Albert and Truman finally reach the boiling point again and instead of going with another fight, Albert diffuses the situation. It’s one of the most unexpected and funniest moments in the show so far. It demonstrates that the tension still exists, but also shows how both Albert and Truman are on the same side. It’s also a shocking moment of frankness and honesty from Albert when he finally decides to drop the attitude.
Meanwhile, Donna is building her own attitude. She thinks there’s something between James and Maddy and there’s a falling out. She ends up running to this man named Harold (Lenny von Dohlen) she just met who is connected to Laura. The love triangle story with the kids feels forced, especially some of the dialogue, and so far this is the weakest part of this season. However, in the aftermath, Leland and Maddy have this great moment where they lament about how easy and happy life used to be before it all fell apart.
While these kids face the landmines of love, Audrey is caught up in the twisted world of One Eyed Jacks. Her story has been progressing slowly the last couple of episode. Blackie (Victoria Catlin) and Jean Renault (Michael Parks) decide to hold her hostage so they can get money and control of the club from Ben. They decide to get Audrey hooked on heroin. It’s a dark turn for the show, but also demonstrates how the corruption and wickedness of Ben visits his daughter.
2.4 Laura’s Secret Diary
“Heaven is a large and interesting place, sir.”
The first few episodes of the season, I was worried Andy was going to be relegated as a simple gag character, but this episode introduces a wonderful little subplot where Andy decides to reinvestigate his virility. Along the way, he bumps into Lucy with an issue of Flesh World. It’s a funny moment of miscommunication. Meanwhile, both Cooper and Dick (Ian Buchanan), Lucy’s former boyfriend, try to help Lucy, but only end up making things worse. I love how the show is taking the time to explore these characters. It thinks their drama and problems are worth our time and I appreciate it. It gives the show a greater awareness of life.

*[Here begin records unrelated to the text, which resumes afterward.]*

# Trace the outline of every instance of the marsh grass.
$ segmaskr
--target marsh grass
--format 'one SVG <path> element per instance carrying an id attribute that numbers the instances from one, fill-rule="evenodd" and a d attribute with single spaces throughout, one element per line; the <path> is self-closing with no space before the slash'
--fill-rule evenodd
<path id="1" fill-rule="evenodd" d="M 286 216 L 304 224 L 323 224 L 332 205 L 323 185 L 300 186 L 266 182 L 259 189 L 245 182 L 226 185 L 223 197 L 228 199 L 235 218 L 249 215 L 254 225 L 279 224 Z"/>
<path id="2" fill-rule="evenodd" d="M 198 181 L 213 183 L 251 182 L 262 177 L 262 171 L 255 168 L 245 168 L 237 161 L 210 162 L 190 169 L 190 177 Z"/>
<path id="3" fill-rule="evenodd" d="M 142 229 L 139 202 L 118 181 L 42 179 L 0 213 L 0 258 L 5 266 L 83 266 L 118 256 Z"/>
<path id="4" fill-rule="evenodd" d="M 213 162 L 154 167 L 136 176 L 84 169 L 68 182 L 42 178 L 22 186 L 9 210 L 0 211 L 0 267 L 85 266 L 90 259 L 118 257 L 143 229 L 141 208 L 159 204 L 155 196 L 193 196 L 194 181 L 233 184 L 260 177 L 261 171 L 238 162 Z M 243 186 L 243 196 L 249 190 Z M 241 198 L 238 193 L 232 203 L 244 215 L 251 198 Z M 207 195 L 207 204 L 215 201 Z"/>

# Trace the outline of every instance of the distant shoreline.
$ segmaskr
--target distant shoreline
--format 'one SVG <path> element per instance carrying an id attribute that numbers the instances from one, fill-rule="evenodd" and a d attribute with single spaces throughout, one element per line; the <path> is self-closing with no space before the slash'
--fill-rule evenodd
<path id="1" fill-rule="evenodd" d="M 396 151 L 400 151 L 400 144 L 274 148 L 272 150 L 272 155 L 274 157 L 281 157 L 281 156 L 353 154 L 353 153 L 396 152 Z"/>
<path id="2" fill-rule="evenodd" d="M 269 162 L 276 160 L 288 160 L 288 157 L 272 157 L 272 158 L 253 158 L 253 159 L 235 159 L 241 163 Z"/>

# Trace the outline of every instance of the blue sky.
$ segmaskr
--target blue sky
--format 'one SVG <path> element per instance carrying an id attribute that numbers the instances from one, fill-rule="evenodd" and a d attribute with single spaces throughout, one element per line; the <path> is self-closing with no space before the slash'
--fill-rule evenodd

Donna now has a rapport with Harold and he reads her a passage from Laura’s diary. In the diary, Laura fears she can’t reveal all of her dark secrets to Donna because she wouldn’t be able to accept her if she knew. Ultimately, these secrets are bred out of a fear of what people will think of us, that they wouldn’t be able to accept our darkness. The great twist of the show is that everyone has some dark secret, everyone has that thing they are hiding, no one is as good our pure as they appear to be.
One thing I haven’t discussed too much is the artisanship of the filmmaking on display. This episode demonstrates how visually compelling some sequences can be. There’s a lightning lighting effect in several scenes that adds a sense of visual drama that is excellent. It isn’t Hollywood filmmaking quality, but the effect adds to the atmosphere and tension of the sequence and gives the show a cinematic feel.